Reinforcement Learning Basic - Concepts and Taxonomy

Deep Reinforcement Learning Course Note (Part 2)

Posted by Xiaoye's Blog on May 23, 2020

TOC

  1. TOC
  2. Introduction
  3. Key Concepts and Terminology
    1. States, Observations, Action Spaces and Trajectories
    2. Markov Decision Process (MDP)
    3. Policies
    4. Reward and Return
    5. The Goal of RL
    6. Bellman Equations, Value Function, Q Function and Advantage Function
  4. RL Algorithms
    1. Anatomy of RL and What to Learn
    2. Taxonomy of RL
  5. Reference

Introduction

This is the course notes of UC Berkeley CS285 deep reinforcement learning.

Key Concepts and Terminology

Below is the agent-environment interaction loop:

States, Observations, Action Spaces and Trajectories

  1. State $s$: complete description of the state of the world
  2. Observation $o$: partial description of a state, which can be fullly observation and partially observation.
  3. Action spaces $a$: the set of all valid actions in a given environment. There are two types of action spaces:
    1. discrete action space, such as Atari and Go
    2. continuous action space, like where the agent control a robot in a physical world
  4. A trajectory $\tau$ is a sequence of states and actions in the world. It’s also called episodes or roolouts. The very first state of the world, $s_0$, is randomly sample from the start-state distribution, denoted as $\rho_0$: $s_0\sim\rho_0(\cdot)$

Markov Decision Process (MDP)

Markov properties: the transitions only depends on the recent state and action, no prior history.

Markov chain:

Fully observed Markov decision process:

Partial observed Markov decision process:

Policies

Policy: the rules that agent used to decide what action to take. Usually, $\theta$ are used to denote the paramters of policy.

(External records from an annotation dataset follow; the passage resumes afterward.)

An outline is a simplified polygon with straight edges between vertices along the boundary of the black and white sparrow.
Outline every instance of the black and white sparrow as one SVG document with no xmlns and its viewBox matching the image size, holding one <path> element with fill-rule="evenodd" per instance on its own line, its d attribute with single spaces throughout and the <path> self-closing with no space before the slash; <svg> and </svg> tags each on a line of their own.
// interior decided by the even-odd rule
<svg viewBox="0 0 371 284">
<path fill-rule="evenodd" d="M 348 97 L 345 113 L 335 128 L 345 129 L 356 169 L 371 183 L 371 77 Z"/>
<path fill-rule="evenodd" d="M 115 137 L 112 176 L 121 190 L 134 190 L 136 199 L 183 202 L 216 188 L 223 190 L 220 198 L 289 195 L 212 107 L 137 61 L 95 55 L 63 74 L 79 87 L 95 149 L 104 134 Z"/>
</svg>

  1. Deterministic policies: $a_t=\mu_{\theta}(s_t)$
  2. Stochastic policies: $a_t\sim\pi_{\theta}(\cdot|s_t)$

For stochastic policies, there are two kinds:

  1. Categorical policies, which is like a classfier over discrete actions
  2. Diagonal Gausian policies

Reward and Return

The reward functons $R$ depends on the current state of the world, the action just take and the next state of the world: $r_t=R(s_t, a_t, s_{t+1})$

The goal of the agent is to maximize some notion of cumulative reward over a trajectory.

  1. For finite-horizon undiscounted return: $R(\tau)=\sum_{t=0}^{T}r_t$
  2. For infinite-horizon discounted return: $R(\tau)=\sum_{t=0}^{\infty}\gamma^{t}r_t$

Return VS rewards:

  1. reward表示的是执行完某个动作时的立即回报
  2. return表示的一个状态动作序列当中,到达某个状态动作时的累积回报(可以理解为是到达某个状态时其之前发生的立即回报的累加)

The Goal of RL

The goal of RL is to select a policy which maximizes expected return when the agent acts according to it.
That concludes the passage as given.